Amount of time spent in therapy. ABA often involves twenty to forty hours a week of therapy. This seems to me to be an excessive workload for a toddler, particularly when you consider that therapy is stressful and requires a lot of energy, so the remaining hours are unlikely to be high-quality hours. When does the child get to play? I don’t just mean this as a “play is fun and it is mean to deprive developmentally disabled children of the opportunity to play.” The current scientific consensus is that play improves social skills and executive function. (See, for instance, this report from the American Academy of Pediatrics.) Those are exactly the things autistic children are impaired in. Without strong evidence of efficacy, it seems ill-advised to give children so much therapy that their play time is limited.

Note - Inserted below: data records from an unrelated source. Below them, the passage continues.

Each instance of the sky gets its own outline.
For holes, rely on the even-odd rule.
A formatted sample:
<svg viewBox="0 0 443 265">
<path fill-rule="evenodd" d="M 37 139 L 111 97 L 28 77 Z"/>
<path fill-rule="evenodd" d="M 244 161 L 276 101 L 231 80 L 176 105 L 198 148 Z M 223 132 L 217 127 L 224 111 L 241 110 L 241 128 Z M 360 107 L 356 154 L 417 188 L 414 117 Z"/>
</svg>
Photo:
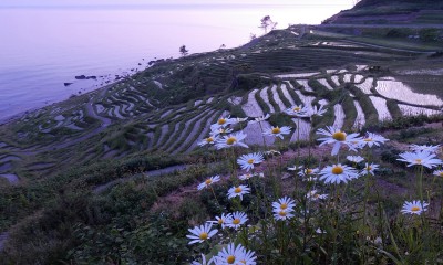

Behaviorism. Unlike many autism advocates, I do think that there’s an appropriate role for behaviorism as one component of therapy for mental disorders. However, pure behaviorism has been rejected in most areas of psychology. Patients with mood disorders and personality disorders receive therapy with both a cognitive and a behavioral element (and often with other elements, such as mindfulness). Experts no longer advise not comforting crying infants for fear that it would incentivize the child to cry; indeed, comforting crying infants is often recommended as a way to build attachment. Many people are concerned that extrinsic rewards of the sort promoted by behaviorists may decrease intrinsic motivation and ultimately lead to lower performance. We understand the importance of social learning and attachment in children’s psychology.
And yet here we are treating autism with pure Skinnerian behaviorism. I have no doubt that pure Skinnerian behaviorism is effective for some things– it works quite well for phobias– but I would be really really surprised if it were the correct treatment for a complex condition like autism. Teaching children to say “hi, what’s your name?” in response to someone saying “hi” is not actually teaching any useful social cognition. There is, in fact, a difference between people and chatbots.
I don’t know what my ideal autism early-intervention program would look like. Certainly it would be customized to the child. Maybe there’d be a big play component. Maybe there’d be work on building attachment between the child and caregivers. Maybe there’d be age-appropriate cognitive therapy (despite the difficulties in providing cognitive therapy to children without language). Maybe children could play at a play group with both autistic children and neurotypical children who have been taught how to play with autistic children, so they could build social skills in an easier environment. (The neurotypical children seem like they ought to be easier to teach than the autistic children, anyway, since they’re the ones without social impairments.) Maybe there would be a lot of occupational therapy to help with motor skills, feeding, speech, sensory sensitivities, and other common areas of impairment. Maybe children would be taught to identify their needs and self-advocate. It is hard to know without more study. But I feel like pure behaviorism is not it.